HLA class II alleles (HLA-DR, HLA-DQ): e.g., ankylosing spondylitis (B27), rheumatoid arthritis (DR4), and primary Sjögren (DR3).
▶What is molecular mimicry in autoimmunity?
Microbial epitopes cross-react with self-antigens, so the immune response against the microbe also attacks self.
▶What is epitope spreading?
Tissue injury reveals previously hidden (sequestered) epitopes, allowing autoreactive T cells to recognize and attack them.
▶How can infection-related tissue necrosis trigger autoimmunity?
It breaks T-cell anergy, leading to activation of self-reactive T cells.
▶What is the primary cause of autoimmunity?
Loss of self-tolerance from predisposing genes (± tissue disorders), often triggered by infection or tissue injury that alters antigen recognition.
▶How do nuclear antigens contribute to systemic autoimmunity?

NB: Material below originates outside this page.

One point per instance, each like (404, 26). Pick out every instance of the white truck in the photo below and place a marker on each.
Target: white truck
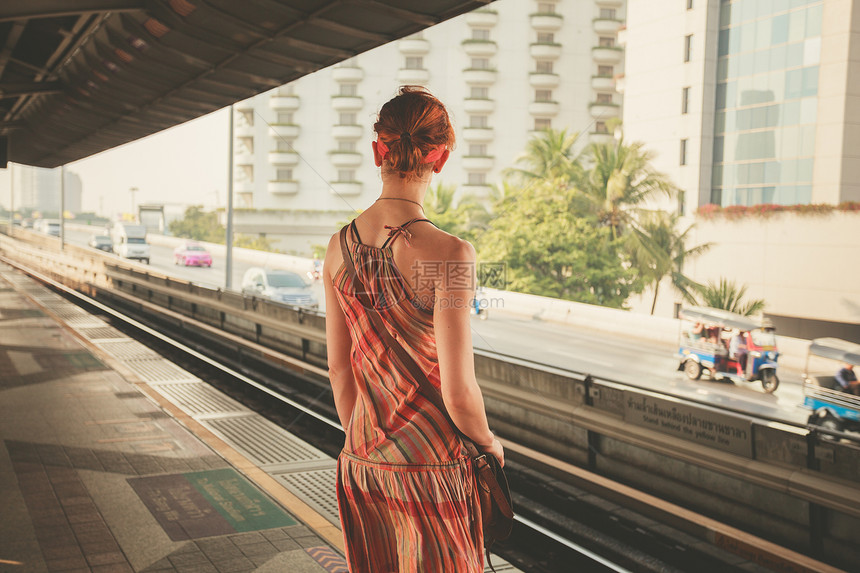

DNA damage from tissue injury exposes nuclear antigens, generating anti-DNA autoantibodies (e.g., in SLE).
▶What is the role of microRNA in autoimmunity?
miRNAs (20–22 nt) regulate apoptosis/differentiation/immunity post-transcriptionally; autoantibodies against the miRNA machinery (anti-GWB in Sjögren's, SLE, RA) or miRNA overactivity contribute to disease.
▶What are the fates of autoreactive T cells in central tolerance?
Apoptosis (deletion) or differentiation into regulatory T cells.
▶How do autoreactive B cells handle self-reactivity centrally?
Through apoptosis or receptor editing (changing their antigen receptor).
▶What is the mechanism of anti-TNF-α biological therapy and its main risk?
It inhibits pathological B-cell activity (and inflammation), but carries a risk of opportunistic infections.
▶What is the mechanism of anti-BAFF therapy (belimumab)?
It blocks B-cell activating factor signaling for B-cell proliferation; belimumab was the first new lupus drug in 50 years, improving remission but risking severe infections and anaphylaxis.
▶What characterizes systemic autoimmune diseases pathologically?
Involvement of many organs with multiple autoantibodies and cell-mediated reactions, predominantly targeting connective tissue and blood vessels.
▶What is anergy in immune tolerance?
Functional inactivation of a lymphocyte that encounters antigen without proper co-stimulation, rendering it unresponsive.
▶What role does activation-induced cell death play in tolerance?
It uses Fas/Fas ligand signaling to eliminate self-reactive peripheral lymphocytes by apoptosis.
▶What is a general drawback of monoclonal antibody (cytokine-targeting) biologics?
By neutralizing soluble cytokines they suppress normal immune functions too, causing side effects such as increased infection risk.
▶Why are infections common triggers of systemic autoimmune disease?
Via molecular mimicry, infection-induced tissue necrosis breaking anergy, and epitope spreading exposing hidden self-antigens.